Christian Kurz by Christian Kurz, Research & Insight, Viacom International Media Networks

Last week, the UK’s House of Commons – the lower house of parliament – in which the Conservative party currently holds a majority, voted with an overwhelming majority of 400 to 175 in favour of a bill opening up the definition of marriage to same sex couples. Civil partnerships which effectively grant same sex couples the same legal rights as married couples have been introduced in the UK in 2005.

Today, France’s National Assembly passed a similar bill 329 – 229 with 10 deputies abstaining. The bill must still be passed by the Senate. Meanwhile, same sex couples in a number of other countries including Germany, the Netherlands, Belgium, Portugal, Spain, Norway, Sweden, Argentina, Canada and South Africa already have the right.
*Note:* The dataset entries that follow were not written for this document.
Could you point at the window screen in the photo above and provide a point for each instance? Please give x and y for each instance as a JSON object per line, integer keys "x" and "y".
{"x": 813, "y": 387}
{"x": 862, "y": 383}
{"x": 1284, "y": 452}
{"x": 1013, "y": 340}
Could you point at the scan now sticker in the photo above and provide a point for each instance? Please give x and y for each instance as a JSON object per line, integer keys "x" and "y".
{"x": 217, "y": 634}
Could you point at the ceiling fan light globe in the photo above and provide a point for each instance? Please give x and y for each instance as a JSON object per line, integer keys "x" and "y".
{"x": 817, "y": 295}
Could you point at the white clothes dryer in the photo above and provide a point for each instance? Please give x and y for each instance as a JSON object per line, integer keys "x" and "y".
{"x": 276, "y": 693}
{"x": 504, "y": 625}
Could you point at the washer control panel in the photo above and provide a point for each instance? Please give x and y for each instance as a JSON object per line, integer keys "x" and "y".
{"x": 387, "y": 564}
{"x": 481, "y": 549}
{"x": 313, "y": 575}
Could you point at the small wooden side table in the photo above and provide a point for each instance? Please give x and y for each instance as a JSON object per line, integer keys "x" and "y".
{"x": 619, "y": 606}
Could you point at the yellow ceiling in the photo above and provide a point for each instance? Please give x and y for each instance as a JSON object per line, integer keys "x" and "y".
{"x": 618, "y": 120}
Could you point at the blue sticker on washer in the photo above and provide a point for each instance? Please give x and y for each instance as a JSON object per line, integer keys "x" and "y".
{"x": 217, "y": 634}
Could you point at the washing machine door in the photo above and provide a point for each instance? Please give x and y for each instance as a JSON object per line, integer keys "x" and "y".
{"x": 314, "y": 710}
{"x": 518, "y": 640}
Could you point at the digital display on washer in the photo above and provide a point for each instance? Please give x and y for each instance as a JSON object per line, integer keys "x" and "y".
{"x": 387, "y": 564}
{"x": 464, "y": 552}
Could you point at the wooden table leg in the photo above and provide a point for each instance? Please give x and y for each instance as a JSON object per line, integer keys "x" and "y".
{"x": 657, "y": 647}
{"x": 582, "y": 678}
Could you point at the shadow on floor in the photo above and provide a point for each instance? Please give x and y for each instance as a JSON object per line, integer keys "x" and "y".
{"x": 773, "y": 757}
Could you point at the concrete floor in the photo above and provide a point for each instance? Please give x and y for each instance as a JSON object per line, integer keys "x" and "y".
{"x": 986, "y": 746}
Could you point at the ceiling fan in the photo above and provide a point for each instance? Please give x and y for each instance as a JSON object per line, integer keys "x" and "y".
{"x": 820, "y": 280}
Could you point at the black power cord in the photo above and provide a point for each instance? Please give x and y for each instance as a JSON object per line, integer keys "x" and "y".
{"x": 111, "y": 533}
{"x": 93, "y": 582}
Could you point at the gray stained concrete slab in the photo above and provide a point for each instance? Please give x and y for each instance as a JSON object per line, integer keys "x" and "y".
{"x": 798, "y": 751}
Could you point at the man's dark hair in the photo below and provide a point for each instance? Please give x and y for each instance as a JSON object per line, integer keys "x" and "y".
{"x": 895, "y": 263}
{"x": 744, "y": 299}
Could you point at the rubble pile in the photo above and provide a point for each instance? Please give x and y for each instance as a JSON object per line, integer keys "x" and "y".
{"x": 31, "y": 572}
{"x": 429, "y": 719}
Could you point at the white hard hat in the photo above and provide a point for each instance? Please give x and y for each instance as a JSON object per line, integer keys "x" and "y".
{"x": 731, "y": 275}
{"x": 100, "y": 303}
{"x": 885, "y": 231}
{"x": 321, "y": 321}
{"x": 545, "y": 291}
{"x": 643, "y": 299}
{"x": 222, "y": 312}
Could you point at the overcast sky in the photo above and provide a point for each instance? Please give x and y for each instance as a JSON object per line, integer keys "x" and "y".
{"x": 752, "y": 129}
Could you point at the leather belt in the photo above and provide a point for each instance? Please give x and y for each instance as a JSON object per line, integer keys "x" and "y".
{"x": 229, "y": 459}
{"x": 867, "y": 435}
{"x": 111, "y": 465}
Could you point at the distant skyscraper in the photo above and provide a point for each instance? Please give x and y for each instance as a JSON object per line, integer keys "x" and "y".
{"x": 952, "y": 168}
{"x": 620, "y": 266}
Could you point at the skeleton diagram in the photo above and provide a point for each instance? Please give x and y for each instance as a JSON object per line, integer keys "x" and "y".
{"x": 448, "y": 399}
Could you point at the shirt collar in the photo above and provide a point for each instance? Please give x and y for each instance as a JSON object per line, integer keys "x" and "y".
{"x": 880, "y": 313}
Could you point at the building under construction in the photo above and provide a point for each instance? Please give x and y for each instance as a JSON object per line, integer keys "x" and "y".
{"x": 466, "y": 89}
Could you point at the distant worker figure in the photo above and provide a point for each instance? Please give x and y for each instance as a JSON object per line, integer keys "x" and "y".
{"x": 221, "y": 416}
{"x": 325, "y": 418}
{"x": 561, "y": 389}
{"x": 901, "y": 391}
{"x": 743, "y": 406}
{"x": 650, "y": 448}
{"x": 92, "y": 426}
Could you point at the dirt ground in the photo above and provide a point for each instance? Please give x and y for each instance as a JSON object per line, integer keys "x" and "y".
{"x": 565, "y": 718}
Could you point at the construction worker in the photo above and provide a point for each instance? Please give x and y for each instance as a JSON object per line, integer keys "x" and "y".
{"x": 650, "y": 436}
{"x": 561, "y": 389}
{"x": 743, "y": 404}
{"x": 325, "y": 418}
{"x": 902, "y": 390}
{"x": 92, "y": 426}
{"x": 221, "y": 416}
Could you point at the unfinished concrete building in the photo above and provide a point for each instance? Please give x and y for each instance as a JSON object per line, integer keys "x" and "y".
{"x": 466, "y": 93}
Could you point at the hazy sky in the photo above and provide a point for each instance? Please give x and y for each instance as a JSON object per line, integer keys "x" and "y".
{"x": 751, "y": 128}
In Brazil and Mexico a number of states/districts have also passed laws, as have 10 states/districts in the US with President Obama recently declaring “Our journey is not complete until our gay brothers and sisters are treated like anyone else under the law — for if we are truly equal, then surely the love we commit to one another must be equal as well”.

At the same time, Russia’s government is considering outlawing “homosexual propaganda,” meaning public events that promote LGBT rights and public displays of same-sex affection.

With all that in mind, we wanted to find out what Millennials – those aged between 12 and 30 in this context (we didn’t ask those under 12), think. Millennials in general are known to hold Tolerance as a very important value, and the acceptance of same sex couples – and marriages – would be just an extension of that.

What we found mostly confirmed that – agreement to the statement “All people should have the right to marry whomever they choose, including same-sex couples” was led by a few countries in which it is already legal and accepted (The Netherlands, Spain, Sweden, Germany, Canada, Argentina) followed by the UK, Italy (where the Roman Catholic church is hard at work lobbying against any laws) and France.

With 68% agreement, the U.S. comes in ranked number 12 among the 22 countries in this survey, behind Australia and just ahead of Greece.

Among those in our survey, only three countries came in with less than 50% agreement: India, Turkey (still in the high 40s) and Russia with 39% agreement.